A tool to trace NextFlow workflow executions and produce WfFormat workflow instances.
A few modifications to the NextFlow source code were made in order to trace the inputs and outputs for each task in the workflow.
In particular, the file TaskProcessor.groovy
, located in directory /modules/nextflow/src/main/groovy/nextflow/processor/
, is modified.
We reference the latest NextFlow release version, v22.10.7:
- In function
/**
* Bind the expected output files to the corresponding output channels
* @param processor
*/
synchronized protected void bindOutputs( TaskRun task ) {
// -- creates the map of all tuple values to bind
Map<Short,List> tuples = [:]
for( OutParam param : config.getOutputs() ) {
tuples.put(param.index, [])
}
// -- collects the values to bind
for( OutParam param: task.outputs.keySet() ){
def value = task.outputs.get(param)
switch( param ) {
case StdOutParam:
log.trace "Process $name > normalize stdout param: $param"
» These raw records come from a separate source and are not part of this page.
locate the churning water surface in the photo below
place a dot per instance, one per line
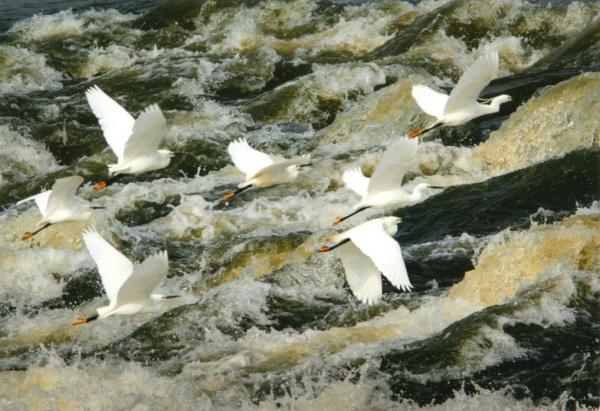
(505, 311)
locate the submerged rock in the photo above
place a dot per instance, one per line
(509, 267)
(562, 119)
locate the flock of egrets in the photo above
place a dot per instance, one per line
(366, 251)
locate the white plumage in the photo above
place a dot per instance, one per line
(134, 142)
(129, 287)
(60, 204)
(384, 188)
(260, 168)
(461, 105)
(370, 251)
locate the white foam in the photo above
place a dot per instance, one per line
(23, 71)
(66, 23)
(22, 156)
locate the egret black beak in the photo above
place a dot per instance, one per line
(326, 248)
(83, 320)
(99, 186)
(29, 234)
(228, 196)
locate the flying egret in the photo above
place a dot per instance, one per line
(134, 141)
(260, 169)
(129, 288)
(60, 204)
(384, 188)
(462, 105)
(368, 250)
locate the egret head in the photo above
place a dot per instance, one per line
(165, 157)
(166, 153)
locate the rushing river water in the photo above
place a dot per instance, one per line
(505, 262)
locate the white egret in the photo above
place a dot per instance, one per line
(462, 105)
(260, 168)
(129, 288)
(368, 250)
(134, 141)
(60, 204)
(384, 188)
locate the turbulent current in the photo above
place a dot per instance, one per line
(505, 261)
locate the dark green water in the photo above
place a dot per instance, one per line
(264, 322)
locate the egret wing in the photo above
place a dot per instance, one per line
(114, 267)
(41, 200)
(363, 277)
(396, 159)
(372, 239)
(248, 160)
(145, 278)
(148, 131)
(355, 180)
(116, 123)
(63, 192)
(430, 101)
(472, 82)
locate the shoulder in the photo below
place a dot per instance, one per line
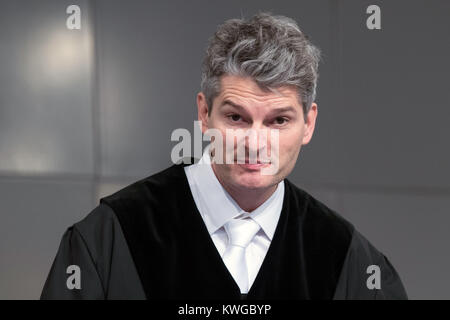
(322, 225)
(161, 185)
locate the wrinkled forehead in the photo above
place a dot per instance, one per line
(246, 92)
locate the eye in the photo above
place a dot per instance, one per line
(235, 117)
(281, 120)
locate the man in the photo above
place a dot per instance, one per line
(225, 230)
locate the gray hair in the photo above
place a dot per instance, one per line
(272, 50)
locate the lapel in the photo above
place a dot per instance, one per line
(176, 258)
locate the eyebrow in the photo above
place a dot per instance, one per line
(277, 110)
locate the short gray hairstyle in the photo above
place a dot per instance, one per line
(270, 49)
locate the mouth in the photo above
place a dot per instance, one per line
(253, 166)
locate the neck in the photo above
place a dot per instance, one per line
(247, 199)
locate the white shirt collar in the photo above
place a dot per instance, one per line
(217, 206)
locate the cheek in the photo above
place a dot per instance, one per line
(290, 143)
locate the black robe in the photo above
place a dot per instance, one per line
(149, 241)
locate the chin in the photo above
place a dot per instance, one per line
(253, 180)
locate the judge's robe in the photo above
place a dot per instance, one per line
(148, 241)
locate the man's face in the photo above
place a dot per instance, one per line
(241, 104)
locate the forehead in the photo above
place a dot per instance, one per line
(247, 90)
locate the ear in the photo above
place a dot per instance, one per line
(202, 108)
(310, 124)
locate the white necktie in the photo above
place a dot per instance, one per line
(240, 234)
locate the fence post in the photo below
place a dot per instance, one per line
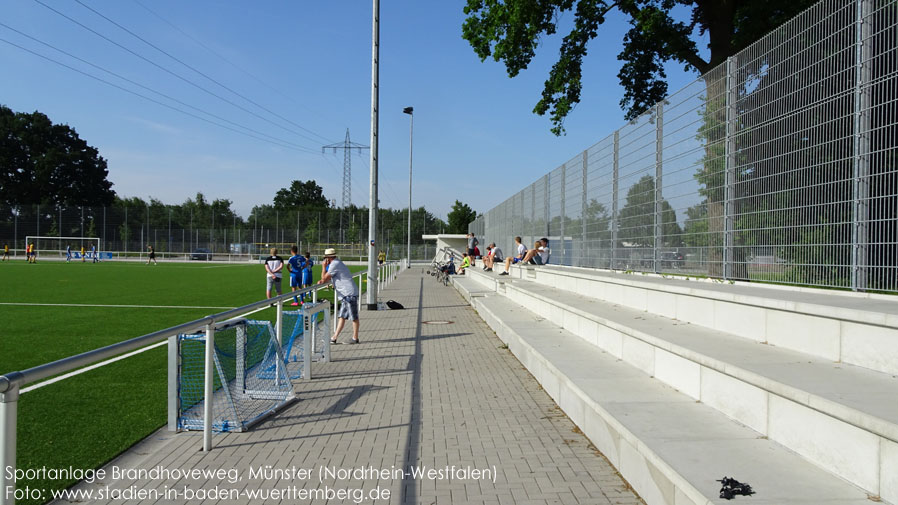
(729, 206)
(861, 162)
(9, 402)
(614, 191)
(208, 387)
(545, 231)
(584, 247)
(562, 214)
(659, 183)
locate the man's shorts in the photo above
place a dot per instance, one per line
(349, 308)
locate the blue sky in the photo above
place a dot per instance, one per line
(308, 63)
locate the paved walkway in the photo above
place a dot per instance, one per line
(413, 395)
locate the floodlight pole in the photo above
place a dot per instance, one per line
(372, 206)
(411, 129)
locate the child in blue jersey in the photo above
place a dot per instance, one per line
(296, 264)
(307, 273)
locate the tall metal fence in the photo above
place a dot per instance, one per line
(129, 230)
(779, 165)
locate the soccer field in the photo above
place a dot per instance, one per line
(51, 310)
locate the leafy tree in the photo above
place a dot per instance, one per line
(46, 163)
(311, 233)
(301, 194)
(510, 31)
(459, 217)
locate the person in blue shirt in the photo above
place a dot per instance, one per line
(307, 273)
(296, 264)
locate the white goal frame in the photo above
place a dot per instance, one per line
(37, 238)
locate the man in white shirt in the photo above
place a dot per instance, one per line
(337, 272)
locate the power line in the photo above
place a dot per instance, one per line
(145, 41)
(229, 62)
(160, 67)
(297, 146)
(288, 146)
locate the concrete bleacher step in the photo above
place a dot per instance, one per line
(855, 328)
(843, 418)
(669, 447)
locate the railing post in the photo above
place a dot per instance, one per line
(659, 159)
(9, 403)
(279, 336)
(209, 389)
(174, 407)
(861, 161)
(729, 207)
(615, 225)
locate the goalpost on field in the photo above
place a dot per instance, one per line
(45, 245)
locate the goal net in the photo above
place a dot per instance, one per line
(306, 333)
(57, 246)
(250, 378)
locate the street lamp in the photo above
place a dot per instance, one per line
(411, 129)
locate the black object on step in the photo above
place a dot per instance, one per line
(730, 488)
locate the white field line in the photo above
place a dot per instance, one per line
(118, 358)
(91, 367)
(114, 306)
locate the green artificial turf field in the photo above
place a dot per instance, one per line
(51, 310)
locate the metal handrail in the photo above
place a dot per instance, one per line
(10, 383)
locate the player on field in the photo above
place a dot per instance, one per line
(307, 273)
(152, 256)
(273, 266)
(296, 264)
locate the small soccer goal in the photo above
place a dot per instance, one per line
(309, 331)
(57, 246)
(250, 377)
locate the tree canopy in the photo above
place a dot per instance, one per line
(510, 31)
(46, 163)
(301, 194)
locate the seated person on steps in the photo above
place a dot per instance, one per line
(493, 254)
(522, 252)
(539, 255)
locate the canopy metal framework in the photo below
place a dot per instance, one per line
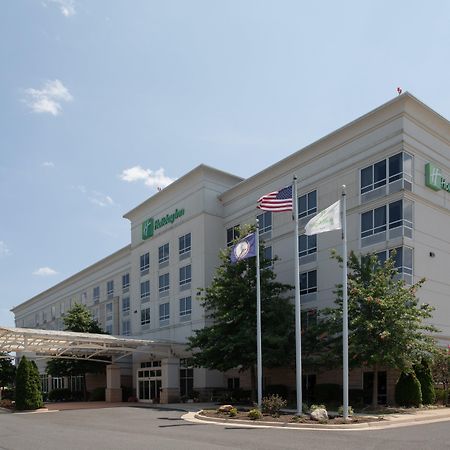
(71, 345)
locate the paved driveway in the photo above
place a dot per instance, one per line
(129, 428)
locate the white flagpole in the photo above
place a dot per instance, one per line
(258, 319)
(298, 334)
(344, 303)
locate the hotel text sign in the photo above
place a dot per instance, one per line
(434, 179)
(150, 225)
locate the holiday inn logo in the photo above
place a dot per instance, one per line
(434, 179)
(149, 226)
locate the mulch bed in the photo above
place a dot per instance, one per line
(288, 418)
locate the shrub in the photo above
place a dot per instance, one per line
(28, 390)
(328, 393)
(341, 410)
(97, 395)
(407, 390)
(254, 414)
(277, 389)
(273, 404)
(423, 374)
(59, 395)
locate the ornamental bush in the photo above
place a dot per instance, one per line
(423, 374)
(28, 389)
(407, 390)
(273, 404)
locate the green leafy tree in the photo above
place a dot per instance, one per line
(79, 319)
(230, 306)
(7, 371)
(387, 324)
(28, 386)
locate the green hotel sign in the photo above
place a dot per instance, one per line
(149, 226)
(434, 179)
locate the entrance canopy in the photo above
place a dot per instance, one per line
(71, 345)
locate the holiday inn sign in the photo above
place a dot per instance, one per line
(150, 225)
(434, 179)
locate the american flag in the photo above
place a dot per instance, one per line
(277, 201)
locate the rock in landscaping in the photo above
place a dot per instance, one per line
(225, 408)
(319, 414)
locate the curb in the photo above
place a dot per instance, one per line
(364, 426)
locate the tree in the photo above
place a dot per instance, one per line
(230, 307)
(80, 320)
(28, 386)
(386, 322)
(7, 370)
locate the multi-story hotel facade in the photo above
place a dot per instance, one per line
(394, 162)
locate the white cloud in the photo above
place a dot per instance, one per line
(49, 98)
(155, 179)
(45, 272)
(67, 7)
(4, 249)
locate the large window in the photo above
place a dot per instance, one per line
(110, 289)
(185, 275)
(185, 306)
(145, 316)
(395, 215)
(387, 171)
(307, 245)
(126, 281)
(164, 283)
(232, 234)
(145, 262)
(145, 290)
(184, 244)
(308, 282)
(163, 253)
(125, 304)
(307, 204)
(164, 312)
(265, 222)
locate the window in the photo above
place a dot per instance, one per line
(233, 383)
(145, 290)
(185, 275)
(95, 294)
(145, 316)
(307, 204)
(126, 330)
(403, 261)
(125, 304)
(164, 312)
(110, 289)
(308, 318)
(126, 281)
(265, 222)
(185, 306)
(392, 216)
(186, 379)
(307, 245)
(232, 234)
(163, 253)
(164, 283)
(145, 262)
(387, 171)
(308, 282)
(109, 311)
(184, 244)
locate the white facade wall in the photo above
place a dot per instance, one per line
(214, 201)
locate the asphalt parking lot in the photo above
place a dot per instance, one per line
(137, 428)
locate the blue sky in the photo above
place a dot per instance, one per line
(104, 101)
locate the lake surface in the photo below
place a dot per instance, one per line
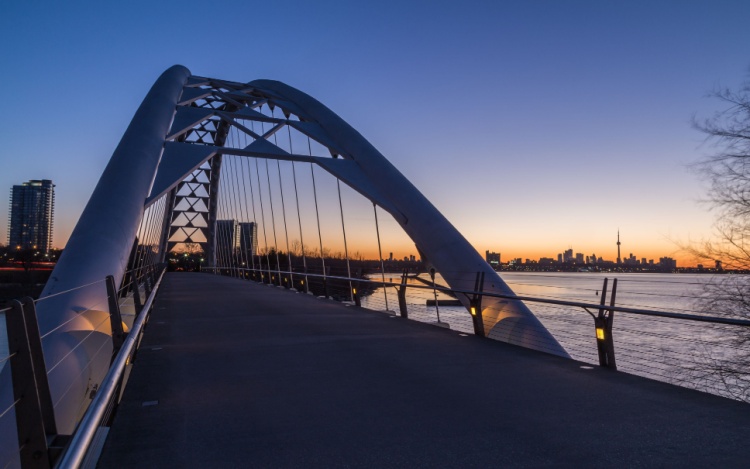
(676, 351)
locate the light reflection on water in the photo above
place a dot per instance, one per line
(660, 348)
(670, 350)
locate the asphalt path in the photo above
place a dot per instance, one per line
(235, 374)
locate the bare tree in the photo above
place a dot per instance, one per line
(727, 170)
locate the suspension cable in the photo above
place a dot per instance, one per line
(260, 195)
(244, 236)
(346, 249)
(317, 214)
(254, 241)
(380, 255)
(299, 218)
(263, 216)
(273, 223)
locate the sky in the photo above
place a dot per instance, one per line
(534, 126)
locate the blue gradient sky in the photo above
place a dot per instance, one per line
(533, 125)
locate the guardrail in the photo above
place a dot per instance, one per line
(31, 409)
(102, 405)
(698, 351)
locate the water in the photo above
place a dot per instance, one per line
(669, 350)
(675, 351)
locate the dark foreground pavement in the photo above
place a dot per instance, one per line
(252, 376)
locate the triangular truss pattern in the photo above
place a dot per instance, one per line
(206, 112)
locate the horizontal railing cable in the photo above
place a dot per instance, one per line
(81, 440)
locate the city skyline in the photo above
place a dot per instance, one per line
(529, 126)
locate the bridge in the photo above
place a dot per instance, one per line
(232, 371)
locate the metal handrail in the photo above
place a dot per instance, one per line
(584, 305)
(84, 435)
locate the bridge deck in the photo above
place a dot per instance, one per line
(252, 376)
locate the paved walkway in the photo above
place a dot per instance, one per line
(235, 374)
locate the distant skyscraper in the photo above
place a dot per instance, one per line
(32, 209)
(619, 259)
(492, 258)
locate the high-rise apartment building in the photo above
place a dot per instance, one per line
(32, 210)
(249, 239)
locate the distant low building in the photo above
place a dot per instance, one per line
(667, 263)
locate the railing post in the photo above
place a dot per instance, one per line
(326, 273)
(137, 296)
(402, 295)
(475, 305)
(30, 419)
(115, 318)
(355, 294)
(603, 322)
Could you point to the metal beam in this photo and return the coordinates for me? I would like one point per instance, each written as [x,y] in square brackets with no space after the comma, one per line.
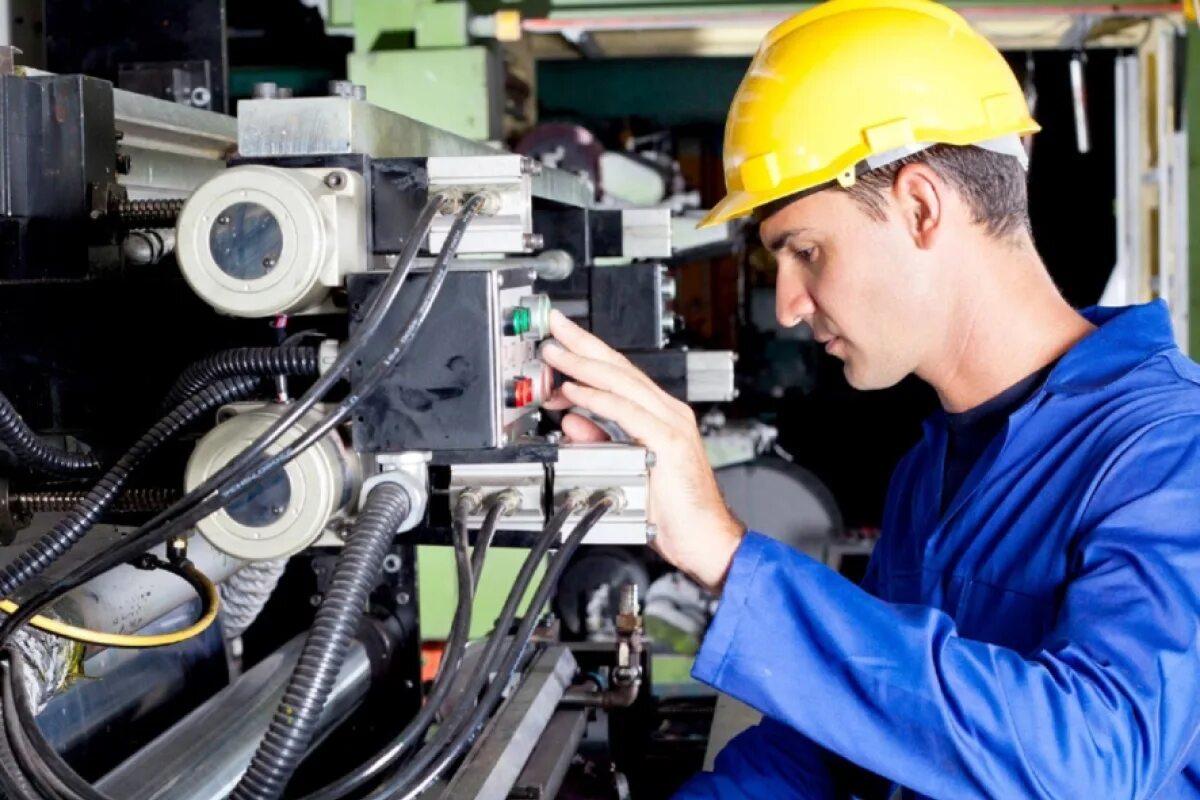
[495,764]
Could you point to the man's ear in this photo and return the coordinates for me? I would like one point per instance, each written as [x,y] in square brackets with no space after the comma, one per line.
[921,194]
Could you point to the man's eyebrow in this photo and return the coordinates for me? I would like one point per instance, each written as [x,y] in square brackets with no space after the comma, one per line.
[777,242]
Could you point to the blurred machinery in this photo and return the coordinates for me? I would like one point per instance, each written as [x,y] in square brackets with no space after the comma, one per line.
[318,325]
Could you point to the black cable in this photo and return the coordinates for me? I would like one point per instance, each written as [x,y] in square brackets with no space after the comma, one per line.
[355,573]
[71,528]
[41,759]
[15,785]
[180,515]
[451,660]
[166,524]
[265,361]
[456,732]
[39,756]
[486,534]
[34,452]
[46,785]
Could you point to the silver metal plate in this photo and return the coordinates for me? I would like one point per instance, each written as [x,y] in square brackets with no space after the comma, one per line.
[306,126]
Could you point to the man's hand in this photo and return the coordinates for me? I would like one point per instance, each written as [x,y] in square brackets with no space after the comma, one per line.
[696,530]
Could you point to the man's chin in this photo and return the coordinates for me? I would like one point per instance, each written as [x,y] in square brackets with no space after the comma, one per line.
[863,379]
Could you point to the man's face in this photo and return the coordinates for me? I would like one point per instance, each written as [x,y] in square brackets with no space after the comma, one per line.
[863,286]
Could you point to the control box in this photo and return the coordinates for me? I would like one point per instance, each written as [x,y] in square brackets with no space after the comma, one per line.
[472,379]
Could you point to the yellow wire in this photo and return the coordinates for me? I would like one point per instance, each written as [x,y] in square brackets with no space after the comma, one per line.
[87,636]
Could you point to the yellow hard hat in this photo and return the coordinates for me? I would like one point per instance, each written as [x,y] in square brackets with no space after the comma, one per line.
[851,80]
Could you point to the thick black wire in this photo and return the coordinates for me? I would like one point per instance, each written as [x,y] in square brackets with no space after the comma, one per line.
[486,534]
[15,785]
[298,715]
[162,527]
[265,361]
[46,786]
[41,757]
[183,515]
[468,567]
[457,732]
[76,523]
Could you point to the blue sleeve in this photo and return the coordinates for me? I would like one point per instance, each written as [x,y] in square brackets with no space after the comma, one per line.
[1107,705]
[772,761]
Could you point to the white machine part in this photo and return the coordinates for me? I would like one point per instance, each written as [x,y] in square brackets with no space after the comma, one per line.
[259,241]
[286,512]
[586,470]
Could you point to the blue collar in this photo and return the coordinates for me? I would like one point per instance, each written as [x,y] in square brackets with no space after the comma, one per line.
[1125,338]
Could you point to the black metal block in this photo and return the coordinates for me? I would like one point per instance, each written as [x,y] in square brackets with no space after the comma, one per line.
[627,306]
[57,151]
[449,391]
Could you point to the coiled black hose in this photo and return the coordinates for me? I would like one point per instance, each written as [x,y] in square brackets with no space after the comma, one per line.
[358,569]
[456,644]
[69,530]
[35,453]
[459,729]
[293,361]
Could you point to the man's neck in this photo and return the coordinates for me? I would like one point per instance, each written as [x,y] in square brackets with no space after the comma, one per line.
[1009,323]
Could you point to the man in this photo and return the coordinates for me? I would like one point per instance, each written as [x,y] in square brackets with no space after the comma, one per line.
[1029,623]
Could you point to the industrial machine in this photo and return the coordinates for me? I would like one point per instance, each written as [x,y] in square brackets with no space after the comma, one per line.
[250,367]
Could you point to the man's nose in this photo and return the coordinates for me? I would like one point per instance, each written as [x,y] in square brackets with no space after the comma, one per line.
[793,304]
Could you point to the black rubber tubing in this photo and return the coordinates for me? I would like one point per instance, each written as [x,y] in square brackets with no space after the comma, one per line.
[69,530]
[33,452]
[293,361]
[358,569]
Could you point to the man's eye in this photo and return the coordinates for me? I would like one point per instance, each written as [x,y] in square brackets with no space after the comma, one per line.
[807,254]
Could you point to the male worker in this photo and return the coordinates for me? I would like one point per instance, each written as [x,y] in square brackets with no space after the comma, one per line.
[1029,623]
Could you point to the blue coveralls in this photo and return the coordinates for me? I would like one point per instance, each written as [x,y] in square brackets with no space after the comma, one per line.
[1041,639]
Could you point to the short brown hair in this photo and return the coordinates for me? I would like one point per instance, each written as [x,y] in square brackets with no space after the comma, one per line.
[994,185]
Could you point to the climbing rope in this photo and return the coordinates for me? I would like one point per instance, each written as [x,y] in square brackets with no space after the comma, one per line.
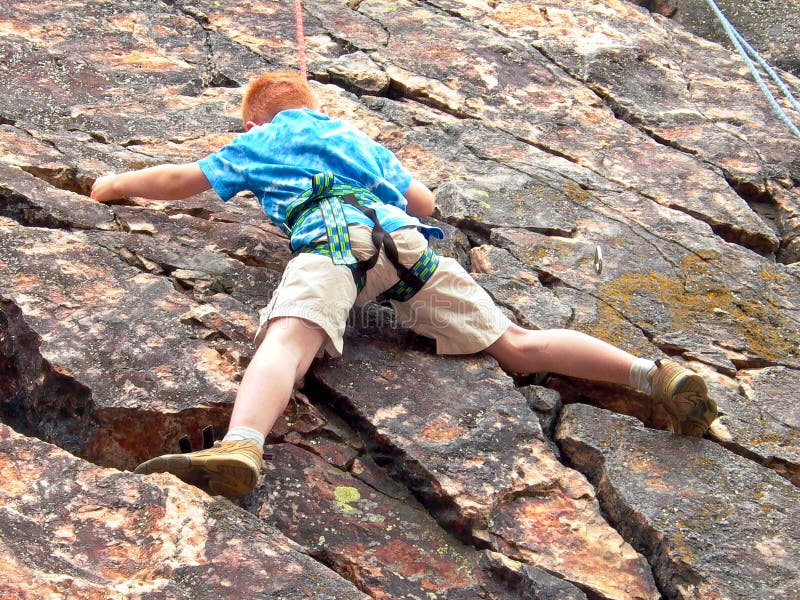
[301,39]
[745,50]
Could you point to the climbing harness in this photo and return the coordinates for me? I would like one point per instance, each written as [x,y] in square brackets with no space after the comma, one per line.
[301,39]
[330,199]
[208,442]
[744,49]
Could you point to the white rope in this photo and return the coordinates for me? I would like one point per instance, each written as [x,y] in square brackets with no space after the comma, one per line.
[744,48]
value = value instanceof Path ? value.text : value?.toString()
case OptionalParam:
if( !value && param instanceof OptionalParam && param.optional ) {
final holder = [] as MissingParam; holder.missing = param
tuples[param.index] = holder
break
}
case EnvOutParam:
case ValueOutParam:
log.trace "Process $name > collecting out param: ${param} = $value"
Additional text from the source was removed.